Esta cita es muy clara: amen y recen. Reconocer nuestras sensaciones, nuestros dolores, nuestras ideas, y rezar, meditar, aclararlas bajo la luz de Dios y la guía de Cristo, y bajo la consciencia de nuestra humanidad -alcances y limitaciones. Todo esto es esencial para aliviar el dolor, cerrar heridas y no volvernos a exponer al sufrimiento de colocarnos en una situación en la que sea posible que alguien rompa nuestro corazón.

Aclaro, que decir que alguien ha “roto nuestro corazón” no implica que nos ha dejado incapacitados para amar. Amar es inevitable. Nadie puede romper nuestro corazón (sensaciones), lo que rompen son nuestras expectativas.

La solución fácil sería decir: deja de tener expectativas. Pero Jesús nos pide que caminemos por el sendero estrecho, no el amplio. Nos pide que nos atrevamos a enfrentar la dificultad. Amar nunca es fácil.

Así que el camino no es dejar de tener expectativas, y eso no puede suceder porque somos seres humanos y tener expectativas forma parte de esta humanidad que somos: tenemos deseos, buscamos logros, proyectamos futuros, esperamos respuestas. Así que eso de “no tengas expectativas” no va a suceder. Después de todo, amar también es esperar ser amado. Dios nos ama, y busca nuestro amor. Esa es la Alianza de Amor: Permíteme amarte que yo deseo que me ames también.  

Mejor, ten consciencia de las expectativas que tienes, conócete y conoce a los demás, y no esperes ser amado sólo como tú comprendes el amor. Aprende a ver más allá de ti mismo y a recibir el amor de las muchas formas y maneras en que se manifiesta. Aprende a esperar y recibir formas más diversas. Y ante la duda, pregunta y acepta lo dicho como la verdad de quien lo dice. A veces idealizamos más de lo necesario precisamente porque se deja todo a la interpretación, cuando lo más sencillo -dije sencillo, no fácil, nunca es fácil- es hablar, comunicarnos y buscar empatizar para llegar a acuerdo en el que todos ganemos. No sólo tú, no sólo yo: Ambos, nosotros, todos.

Y siempre, siempre, siempre habla con la verdad: no digas que no esperas algo si lo esperas. Decirlo tampoco implicará que lo recibas. Pero negarlo no te hará desearlo menos.

Busca las mentiras que te dices y te dicen, y transfórmalas en Verdades sobre las que puedas realmente crear una relación sana o dejarla morir en paz. Amar también es decir “aDios” y poner en manos del SER todo lo que esa relación no logró ser, de modo que logre ser donde y con quien pueda serlo.

Mi apuesta y la que, como cristianos, creo, estamos invitados a seguir, es:
Busquemos amar con consciencia de nuestras sensaciones, emociones e ideas. Eso implica buscar la verdad y no crear expectativas en falso, sino tomar consciencia de las que sí existen y reconocer las necesidades que buscan cubrir, para encontrar nuevas y muchas más diversas formas de cubrirlas. Insisto, siempre con la verdad por delante. 

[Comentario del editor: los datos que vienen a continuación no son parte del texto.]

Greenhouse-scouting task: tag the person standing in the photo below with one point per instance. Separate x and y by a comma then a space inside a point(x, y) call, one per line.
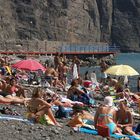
point(138, 84)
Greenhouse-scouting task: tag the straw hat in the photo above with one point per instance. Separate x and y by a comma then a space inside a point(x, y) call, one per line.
point(108, 101)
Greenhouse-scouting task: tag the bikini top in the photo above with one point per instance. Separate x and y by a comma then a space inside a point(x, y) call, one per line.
point(108, 115)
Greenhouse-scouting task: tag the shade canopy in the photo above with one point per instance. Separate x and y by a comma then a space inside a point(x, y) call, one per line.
point(29, 64)
point(121, 70)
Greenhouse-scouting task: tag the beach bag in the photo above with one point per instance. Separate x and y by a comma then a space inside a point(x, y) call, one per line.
point(103, 130)
point(138, 129)
point(61, 113)
point(45, 120)
point(76, 121)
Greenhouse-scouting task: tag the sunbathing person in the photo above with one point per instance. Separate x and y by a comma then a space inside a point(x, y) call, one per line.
point(14, 89)
point(38, 107)
point(6, 97)
point(76, 94)
point(106, 115)
point(124, 119)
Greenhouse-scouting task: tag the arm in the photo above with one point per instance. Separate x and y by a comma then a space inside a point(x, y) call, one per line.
point(44, 103)
point(96, 118)
point(130, 120)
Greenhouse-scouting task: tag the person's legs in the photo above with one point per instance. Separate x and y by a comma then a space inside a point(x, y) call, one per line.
point(15, 100)
point(128, 130)
point(21, 92)
point(48, 111)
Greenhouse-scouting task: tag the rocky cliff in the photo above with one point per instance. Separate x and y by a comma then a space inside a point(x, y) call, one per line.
point(112, 21)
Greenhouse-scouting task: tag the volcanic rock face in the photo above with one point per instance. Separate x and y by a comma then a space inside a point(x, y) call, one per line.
point(78, 21)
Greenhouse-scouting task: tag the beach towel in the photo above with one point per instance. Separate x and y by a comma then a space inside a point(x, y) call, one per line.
point(117, 136)
point(61, 113)
point(80, 120)
point(16, 118)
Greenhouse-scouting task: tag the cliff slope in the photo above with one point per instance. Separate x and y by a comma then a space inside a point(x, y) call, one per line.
point(112, 21)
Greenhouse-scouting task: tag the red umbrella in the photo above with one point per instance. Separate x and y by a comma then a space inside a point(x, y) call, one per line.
point(28, 64)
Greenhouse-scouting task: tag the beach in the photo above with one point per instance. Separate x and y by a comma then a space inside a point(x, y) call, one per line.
point(24, 130)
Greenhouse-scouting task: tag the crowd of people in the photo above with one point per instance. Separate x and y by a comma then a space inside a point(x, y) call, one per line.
point(114, 111)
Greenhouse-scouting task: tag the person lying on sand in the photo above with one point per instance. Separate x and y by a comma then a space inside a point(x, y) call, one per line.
point(124, 119)
point(39, 107)
point(6, 97)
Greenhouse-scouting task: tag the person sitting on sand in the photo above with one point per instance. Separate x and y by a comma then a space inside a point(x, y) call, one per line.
point(106, 115)
point(124, 119)
point(39, 107)
point(14, 89)
point(6, 97)
point(50, 73)
point(57, 83)
point(76, 94)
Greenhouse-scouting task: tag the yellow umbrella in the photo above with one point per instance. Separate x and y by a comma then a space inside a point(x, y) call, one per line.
point(121, 70)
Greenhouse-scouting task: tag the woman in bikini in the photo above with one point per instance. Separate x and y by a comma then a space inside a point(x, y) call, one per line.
point(106, 115)
point(124, 119)
point(39, 107)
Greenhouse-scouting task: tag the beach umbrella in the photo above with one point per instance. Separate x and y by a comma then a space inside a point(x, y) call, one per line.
point(75, 72)
point(29, 64)
point(121, 70)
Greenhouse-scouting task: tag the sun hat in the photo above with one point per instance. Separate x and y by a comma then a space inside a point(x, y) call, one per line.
point(108, 100)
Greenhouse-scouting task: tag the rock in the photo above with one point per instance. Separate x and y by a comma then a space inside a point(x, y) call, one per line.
point(77, 21)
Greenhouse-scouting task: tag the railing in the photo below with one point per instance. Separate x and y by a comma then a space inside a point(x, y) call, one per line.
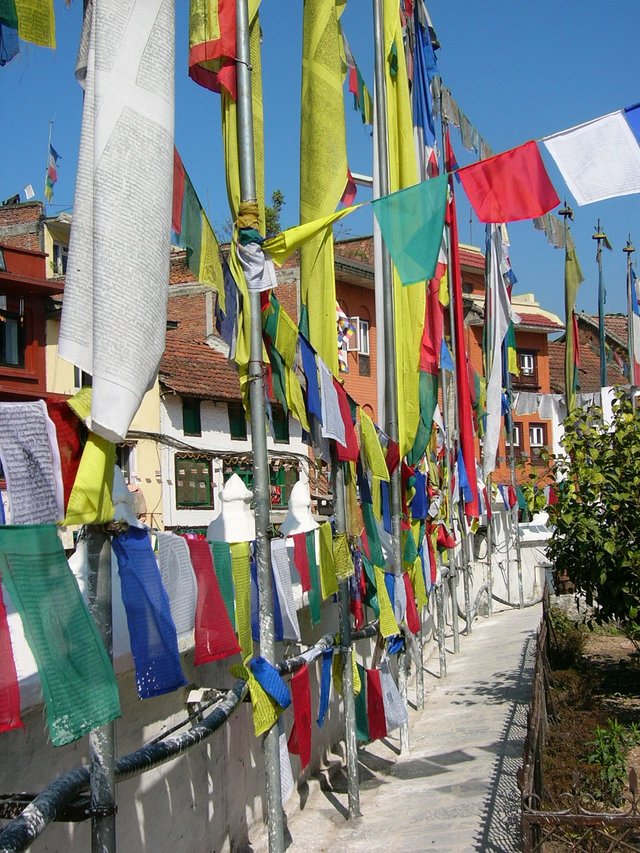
point(575, 822)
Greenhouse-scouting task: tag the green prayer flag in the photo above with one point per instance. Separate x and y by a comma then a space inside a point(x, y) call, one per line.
point(78, 682)
point(221, 554)
point(315, 595)
point(411, 221)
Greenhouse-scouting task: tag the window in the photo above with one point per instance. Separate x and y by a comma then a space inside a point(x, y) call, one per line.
point(237, 421)
point(193, 482)
point(280, 425)
point(81, 379)
point(537, 441)
point(363, 335)
point(191, 416)
point(12, 332)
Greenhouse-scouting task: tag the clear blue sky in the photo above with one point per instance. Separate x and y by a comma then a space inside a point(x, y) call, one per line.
point(519, 70)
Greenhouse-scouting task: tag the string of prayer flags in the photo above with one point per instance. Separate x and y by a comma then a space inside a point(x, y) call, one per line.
point(221, 554)
point(154, 644)
point(192, 230)
point(510, 186)
point(9, 689)
point(388, 624)
point(342, 557)
point(241, 571)
point(328, 580)
point(214, 635)
point(325, 686)
point(601, 158)
point(90, 501)
point(411, 221)
point(69, 441)
point(300, 737)
point(362, 722)
point(284, 244)
point(9, 43)
point(36, 21)
point(212, 45)
point(78, 683)
point(270, 680)
point(31, 462)
point(176, 572)
point(315, 597)
point(265, 709)
point(375, 706)
point(284, 590)
point(395, 710)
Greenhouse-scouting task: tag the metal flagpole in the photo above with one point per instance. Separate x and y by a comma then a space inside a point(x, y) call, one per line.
point(101, 740)
point(601, 238)
point(346, 650)
point(391, 387)
point(261, 490)
point(631, 342)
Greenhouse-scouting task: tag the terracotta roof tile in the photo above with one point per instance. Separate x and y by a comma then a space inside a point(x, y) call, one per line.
point(193, 369)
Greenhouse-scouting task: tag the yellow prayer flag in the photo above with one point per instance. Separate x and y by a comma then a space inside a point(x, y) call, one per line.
point(90, 500)
point(265, 709)
point(342, 557)
point(36, 22)
point(388, 624)
point(328, 580)
point(372, 448)
point(285, 243)
point(210, 267)
point(241, 570)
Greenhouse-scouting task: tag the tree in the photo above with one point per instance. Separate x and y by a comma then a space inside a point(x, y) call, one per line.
point(596, 539)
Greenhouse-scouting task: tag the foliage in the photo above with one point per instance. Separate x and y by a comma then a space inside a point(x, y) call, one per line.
point(609, 753)
point(272, 213)
point(566, 640)
point(596, 539)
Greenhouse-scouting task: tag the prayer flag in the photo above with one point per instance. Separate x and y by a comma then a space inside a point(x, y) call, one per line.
point(572, 279)
point(78, 683)
point(52, 172)
point(36, 22)
point(510, 186)
point(411, 221)
point(212, 44)
point(600, 158)
point(119, 249)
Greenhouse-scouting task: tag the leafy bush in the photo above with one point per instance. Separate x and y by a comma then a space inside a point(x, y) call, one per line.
point(596, 539)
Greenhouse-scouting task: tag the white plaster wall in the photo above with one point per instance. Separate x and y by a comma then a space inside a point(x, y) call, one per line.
point(215, 438)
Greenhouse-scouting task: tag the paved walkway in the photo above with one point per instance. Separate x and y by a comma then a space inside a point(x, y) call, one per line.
point(456, 790)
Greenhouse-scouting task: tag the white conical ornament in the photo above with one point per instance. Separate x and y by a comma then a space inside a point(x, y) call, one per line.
point(236, 522)
point(299, 518)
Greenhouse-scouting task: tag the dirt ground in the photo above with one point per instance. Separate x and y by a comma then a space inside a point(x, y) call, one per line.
point(603, 685)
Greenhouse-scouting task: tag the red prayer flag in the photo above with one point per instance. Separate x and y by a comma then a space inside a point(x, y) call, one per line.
point(68, 435)
point(212, 57)
point(412, 617)
point(375, 706)
point(301, 559)
point(300, 738)
point(9, 690)
point(214, 635)
point(510, 186)
point(465, 414)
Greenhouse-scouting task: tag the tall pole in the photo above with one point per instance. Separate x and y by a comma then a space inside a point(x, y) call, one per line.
point(102, 739)
point(391, 382)
point(600, 237)
point(261, 491)
point(346, 650)
point(631, 341)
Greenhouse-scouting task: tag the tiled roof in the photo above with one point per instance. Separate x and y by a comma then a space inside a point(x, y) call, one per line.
point(539, 321)
point(193, 369)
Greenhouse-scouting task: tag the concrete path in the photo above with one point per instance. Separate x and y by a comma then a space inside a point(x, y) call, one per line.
point(456, 790)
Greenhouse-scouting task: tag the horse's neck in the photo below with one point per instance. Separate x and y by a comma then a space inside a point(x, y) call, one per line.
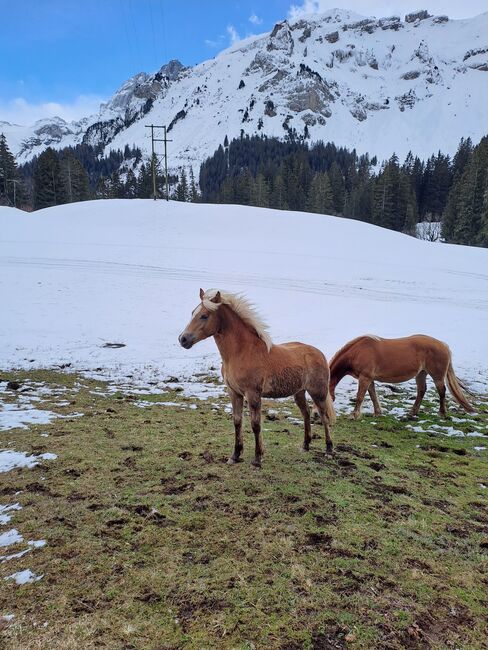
point(234, 336)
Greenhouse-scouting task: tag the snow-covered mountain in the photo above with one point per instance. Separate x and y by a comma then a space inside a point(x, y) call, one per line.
point(381, 85)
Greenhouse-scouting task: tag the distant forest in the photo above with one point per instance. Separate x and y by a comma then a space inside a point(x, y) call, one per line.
point(266, 172)
point(327, 179)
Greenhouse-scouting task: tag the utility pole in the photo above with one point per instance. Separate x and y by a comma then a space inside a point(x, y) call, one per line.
point(154, 156)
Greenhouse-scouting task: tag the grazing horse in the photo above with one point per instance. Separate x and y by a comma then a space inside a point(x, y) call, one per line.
point(253, 367)
point(367, 358)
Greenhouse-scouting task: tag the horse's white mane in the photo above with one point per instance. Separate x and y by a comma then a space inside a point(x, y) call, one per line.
point(243, 308)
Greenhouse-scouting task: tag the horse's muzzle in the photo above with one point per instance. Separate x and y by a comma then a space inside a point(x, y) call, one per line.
point(186, 340)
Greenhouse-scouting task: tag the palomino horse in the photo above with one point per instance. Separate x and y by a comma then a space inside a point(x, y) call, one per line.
point(253, 367)
point(367, 358)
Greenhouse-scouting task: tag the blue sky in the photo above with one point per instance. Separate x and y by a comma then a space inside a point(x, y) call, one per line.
point(65, 56)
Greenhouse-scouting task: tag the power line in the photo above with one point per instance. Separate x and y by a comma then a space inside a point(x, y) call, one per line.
point(153, 34)
point(154, 157)
point(163, 23)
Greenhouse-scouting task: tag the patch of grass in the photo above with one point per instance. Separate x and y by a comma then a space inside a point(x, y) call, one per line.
point(154, 542)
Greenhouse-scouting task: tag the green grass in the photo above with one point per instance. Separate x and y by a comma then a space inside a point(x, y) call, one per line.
point(154, 542)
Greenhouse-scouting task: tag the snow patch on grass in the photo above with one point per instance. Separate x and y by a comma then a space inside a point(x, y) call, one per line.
point(10, 459)
point(24, 577)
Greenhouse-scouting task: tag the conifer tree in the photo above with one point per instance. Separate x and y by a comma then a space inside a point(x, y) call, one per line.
point(181, 193)
point(338, 187)
point(74, 179)
point(49, 189)
point(320, 198)
point(12, 190)
point(194, 196)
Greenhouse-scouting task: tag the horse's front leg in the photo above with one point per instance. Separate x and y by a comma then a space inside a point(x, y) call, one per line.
point(237, 405)
point(374, 399)
point(363, 385)
point(254, 402)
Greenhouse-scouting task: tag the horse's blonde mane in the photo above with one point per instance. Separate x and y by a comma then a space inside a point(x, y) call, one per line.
point(350, 344)
point(243, 308)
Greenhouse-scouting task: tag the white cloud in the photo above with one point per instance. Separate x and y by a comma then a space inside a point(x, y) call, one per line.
point(452, 8)
point(233, 35)
point(21, 111)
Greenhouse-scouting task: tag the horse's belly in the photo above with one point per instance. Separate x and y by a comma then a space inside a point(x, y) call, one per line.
point(397, 375)
point(288, 381)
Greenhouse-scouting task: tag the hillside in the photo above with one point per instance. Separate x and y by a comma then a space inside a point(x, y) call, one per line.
point(78, 276)
point(381, 85)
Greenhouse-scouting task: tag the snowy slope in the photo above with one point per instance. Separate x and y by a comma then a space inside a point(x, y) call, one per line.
point(75, 277)
point(380, 85)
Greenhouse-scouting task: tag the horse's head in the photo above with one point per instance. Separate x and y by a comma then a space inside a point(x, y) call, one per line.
point(203, 322)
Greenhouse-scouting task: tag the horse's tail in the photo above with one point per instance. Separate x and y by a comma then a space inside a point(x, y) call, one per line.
point(329, 409)
point(456, 390)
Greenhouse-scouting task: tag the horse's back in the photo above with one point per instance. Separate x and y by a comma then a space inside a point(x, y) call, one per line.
point(297, 352)
point(293, 367)
point(392, 360)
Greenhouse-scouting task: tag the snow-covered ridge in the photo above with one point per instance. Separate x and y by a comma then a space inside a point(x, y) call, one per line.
point(381, 85)
point(76, 277)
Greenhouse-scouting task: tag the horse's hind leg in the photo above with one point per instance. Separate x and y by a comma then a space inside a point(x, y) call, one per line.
point(374, 399)
point(441, 389)
point(320, 402)
point(301, 402)
point(254, 402)
point(237, 404)
point(421, 388)
point(363, 385)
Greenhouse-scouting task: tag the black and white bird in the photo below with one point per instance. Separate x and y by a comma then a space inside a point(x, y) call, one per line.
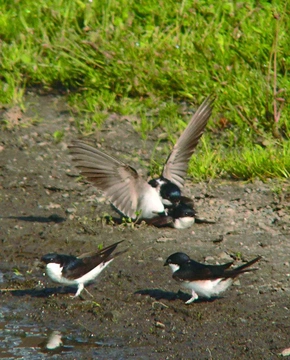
point(128, 192)
point(78, 271)
point(204, 280)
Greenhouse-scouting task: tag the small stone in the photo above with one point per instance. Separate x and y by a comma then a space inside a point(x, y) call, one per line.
point(160, 325)
point(285, 352)
point(70, 210)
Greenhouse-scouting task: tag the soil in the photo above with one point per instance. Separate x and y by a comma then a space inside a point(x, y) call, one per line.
point(137, 310)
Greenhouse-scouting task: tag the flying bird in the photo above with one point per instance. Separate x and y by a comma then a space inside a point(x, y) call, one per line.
point(204, 280)
point(128, 192)
point(79, 271)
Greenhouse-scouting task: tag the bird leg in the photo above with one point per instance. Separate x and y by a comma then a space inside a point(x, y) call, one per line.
point(193, 297)
point(80, 289)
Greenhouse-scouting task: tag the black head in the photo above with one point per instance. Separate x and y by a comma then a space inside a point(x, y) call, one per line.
point(177, 259)
point(170, 191)
point(154, 183)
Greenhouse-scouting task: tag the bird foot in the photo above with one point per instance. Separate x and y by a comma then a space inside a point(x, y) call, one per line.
point(192, 299)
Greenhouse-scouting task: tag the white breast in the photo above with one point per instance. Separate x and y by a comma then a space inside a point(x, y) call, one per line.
point(150, 203)
point(184, 222)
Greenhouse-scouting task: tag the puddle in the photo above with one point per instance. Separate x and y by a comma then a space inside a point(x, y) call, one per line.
point(20, 339)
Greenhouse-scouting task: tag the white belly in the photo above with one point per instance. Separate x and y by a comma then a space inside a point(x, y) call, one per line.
point(209, 288)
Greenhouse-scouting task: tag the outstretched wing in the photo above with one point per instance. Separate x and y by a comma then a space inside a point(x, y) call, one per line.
point(175, 168)
point(118, 181)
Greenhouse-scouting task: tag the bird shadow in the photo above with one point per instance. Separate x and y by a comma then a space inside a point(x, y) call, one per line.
point(41, 219)
point(159, 294)
point(45, 293)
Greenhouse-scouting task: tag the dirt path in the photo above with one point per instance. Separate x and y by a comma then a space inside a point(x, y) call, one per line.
point(137, 311)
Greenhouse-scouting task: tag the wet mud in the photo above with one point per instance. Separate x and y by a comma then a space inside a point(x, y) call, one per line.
point(137, 310)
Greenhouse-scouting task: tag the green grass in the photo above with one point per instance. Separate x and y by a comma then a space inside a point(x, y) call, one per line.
point(146, 57)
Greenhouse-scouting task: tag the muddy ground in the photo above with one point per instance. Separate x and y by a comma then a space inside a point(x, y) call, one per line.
point(137, 310)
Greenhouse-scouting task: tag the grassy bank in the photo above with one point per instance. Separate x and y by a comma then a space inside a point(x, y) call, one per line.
point(148, 58)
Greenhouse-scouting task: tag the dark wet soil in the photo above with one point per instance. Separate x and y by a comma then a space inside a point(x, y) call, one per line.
point(137, 310)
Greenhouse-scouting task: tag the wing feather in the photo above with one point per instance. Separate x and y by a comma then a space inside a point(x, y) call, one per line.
point(175, 168)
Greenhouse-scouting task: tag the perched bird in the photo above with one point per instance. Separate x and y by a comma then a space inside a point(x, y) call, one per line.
point(204, 280)
point(79, 271)
point(128, 192)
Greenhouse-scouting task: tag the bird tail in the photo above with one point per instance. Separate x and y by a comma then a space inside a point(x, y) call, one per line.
point(106, 252)
point(244, 268)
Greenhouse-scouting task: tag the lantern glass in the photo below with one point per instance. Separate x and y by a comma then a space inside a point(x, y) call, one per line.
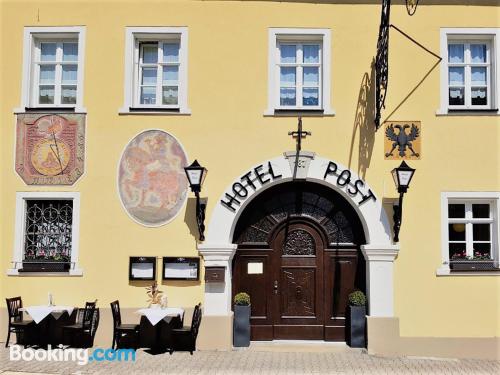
point(195, 174)
point(404, 178)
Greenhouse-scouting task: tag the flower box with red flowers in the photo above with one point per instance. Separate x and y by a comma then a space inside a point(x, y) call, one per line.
point(477, 262)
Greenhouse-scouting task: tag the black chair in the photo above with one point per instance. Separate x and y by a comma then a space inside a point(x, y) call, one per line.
point(16, 323)
point(184, 339)
point(81, 334)
point(128, 331)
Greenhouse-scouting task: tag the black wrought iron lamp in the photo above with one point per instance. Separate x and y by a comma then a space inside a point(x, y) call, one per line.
point(196, 174)
point(402, 176)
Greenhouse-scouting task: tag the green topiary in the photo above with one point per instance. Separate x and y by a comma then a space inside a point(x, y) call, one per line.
point(357, 298)
point(242, 299)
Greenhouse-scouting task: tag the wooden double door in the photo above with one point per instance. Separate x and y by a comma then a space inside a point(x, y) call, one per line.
point(298, 285)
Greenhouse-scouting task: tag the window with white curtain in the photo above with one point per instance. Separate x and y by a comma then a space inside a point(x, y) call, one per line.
point(299, 68)
point(158, 74)
point(53, 67)
point(156, 64)
point(470, 229)
point(299, 71)
point(470, 81)
point(55, 72)
point(469, 74)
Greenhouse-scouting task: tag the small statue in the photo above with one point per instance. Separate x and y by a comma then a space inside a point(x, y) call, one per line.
point(163, 301)
point(154, 295)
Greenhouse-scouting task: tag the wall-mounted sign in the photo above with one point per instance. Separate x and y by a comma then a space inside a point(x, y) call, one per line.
point(142, 268)
point(257, 177)
point(260, 176)
point(255, 268)
point(50, 149)
point(181, 268)
point(403, 140)
point(151, 178)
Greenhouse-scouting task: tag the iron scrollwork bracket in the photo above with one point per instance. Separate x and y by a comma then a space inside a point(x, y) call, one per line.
point(382, 58)
point(382, 61)
point(411, 6)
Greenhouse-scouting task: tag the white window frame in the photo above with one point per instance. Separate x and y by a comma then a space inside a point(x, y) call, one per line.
point(300, 36)
point(492, 198)
point(29, 90)
point(133, 37)
point(20, 229)
point(490, 36)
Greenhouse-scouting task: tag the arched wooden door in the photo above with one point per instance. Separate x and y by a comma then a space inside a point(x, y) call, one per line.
point(298, 257)
point(297, 298)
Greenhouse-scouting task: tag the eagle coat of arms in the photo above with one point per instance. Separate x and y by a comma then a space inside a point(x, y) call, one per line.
point(402, 136)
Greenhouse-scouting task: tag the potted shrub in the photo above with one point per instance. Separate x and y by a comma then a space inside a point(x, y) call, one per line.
point(241, 324)
point(477, 262)
point(356, 334)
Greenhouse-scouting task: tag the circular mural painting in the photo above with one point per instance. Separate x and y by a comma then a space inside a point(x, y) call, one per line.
point(151, 178)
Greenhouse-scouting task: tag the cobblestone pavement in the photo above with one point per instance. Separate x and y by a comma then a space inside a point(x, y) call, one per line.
point(256, 362)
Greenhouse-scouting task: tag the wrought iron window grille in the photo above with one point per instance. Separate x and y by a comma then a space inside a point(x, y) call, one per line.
point(48, 233)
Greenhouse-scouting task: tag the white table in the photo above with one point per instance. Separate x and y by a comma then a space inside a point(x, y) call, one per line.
point(38, 313)
point(155, 315)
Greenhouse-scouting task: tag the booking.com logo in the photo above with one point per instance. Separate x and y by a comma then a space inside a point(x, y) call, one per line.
point(80, 356)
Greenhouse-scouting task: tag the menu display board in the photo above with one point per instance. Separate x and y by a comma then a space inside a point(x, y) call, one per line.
point(142, 268)
point(181, 268)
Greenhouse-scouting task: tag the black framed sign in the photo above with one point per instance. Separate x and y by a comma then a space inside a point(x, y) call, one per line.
point(142, 268)
point(181, 268)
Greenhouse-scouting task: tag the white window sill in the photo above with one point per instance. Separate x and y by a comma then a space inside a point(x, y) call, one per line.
point(299, 112)
point(444, 270)
point(74, 272)
point(467, 112)
point(70, 110)
point(155, 112)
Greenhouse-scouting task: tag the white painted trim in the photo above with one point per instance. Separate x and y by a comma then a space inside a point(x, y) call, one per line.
point(326, 36)
point(19, 229)
point(379, 251)
point(131, 35)
point(118, 179)
point(492, 34)
point(380, 278)
point(492, 197)
point(30, 33)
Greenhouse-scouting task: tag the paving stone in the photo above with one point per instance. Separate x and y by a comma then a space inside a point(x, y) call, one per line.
point(257, 361)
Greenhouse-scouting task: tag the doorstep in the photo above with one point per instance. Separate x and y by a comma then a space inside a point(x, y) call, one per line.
point(302, 346)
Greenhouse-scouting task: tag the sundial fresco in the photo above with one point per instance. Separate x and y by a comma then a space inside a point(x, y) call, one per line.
point(50, 149)
point(151, 178)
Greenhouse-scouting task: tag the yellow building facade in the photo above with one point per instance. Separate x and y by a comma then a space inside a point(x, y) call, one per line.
point(227, 98)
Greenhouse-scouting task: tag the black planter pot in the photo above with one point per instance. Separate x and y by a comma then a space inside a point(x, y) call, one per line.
point(45, 266)
point(241, 326)
point(356, 327)
point(472, 265)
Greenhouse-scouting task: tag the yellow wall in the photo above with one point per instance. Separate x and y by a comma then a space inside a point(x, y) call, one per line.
point(227, 132)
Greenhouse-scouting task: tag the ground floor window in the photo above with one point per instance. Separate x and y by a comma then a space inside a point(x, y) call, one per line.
point(470, 230)
point(48, 230)
point(46, 233)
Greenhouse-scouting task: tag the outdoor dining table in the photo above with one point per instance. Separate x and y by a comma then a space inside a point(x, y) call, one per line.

Jesús nos explica también en Mateo 5, 34 a 37, como se logra esto: “Yo les digo: ¡No juren! No juren por el cielo, porque es el trono de Dios; ni por la tierra, que es la tarima de sus pies; ni por Jerusalén, porque es la ciudad del Gran Rey. Tampoco jures por tu propia cabeza, pues no puedes hacer blanco o negro ni uno solo de tus cabellos. Digan cuando es sí, y no cuando es no; cualquier otra cosa que se le añada, viene del demonio (es decir, es mentira).”

Amar es buscar la verdad siempre. No tiene nada que ver con la ausencia del dolor o sufrimiento, ni con cumplir promesas. Amar es una Alianza de confianza que se cumple con todo el corazón, con todo el cuerpo, sus sensaciones y sus acciones, y con la búsqueda de la verdad y la autenticidad de nuestras ideas y nuestros actos. Lo que implica que habrá ocasiones en que fallemos, y cuando eso suceda, lo único que cabe es un “lo siento”. Siempre y cuando verdaderamente seamos capaces de “sentir” el daño que hemos hecho. Implica empatía y estar dispuestos a trabajar para cambiar el modo de relacionarnos con el otro.

Amar no es algo dado. Es procurar ser tan conscientes como nos sea posible, de nuestras sensaciones, emociones e ideas, y buscar la verdad y la congruencia en nuestro sentir, pensar y hacer. Implica perdón y honestidad, y mucha, mucha humildad.

Jesús, enséñanos a Amar como Tú Amas. Gracias mi dulce Bien. Te amo.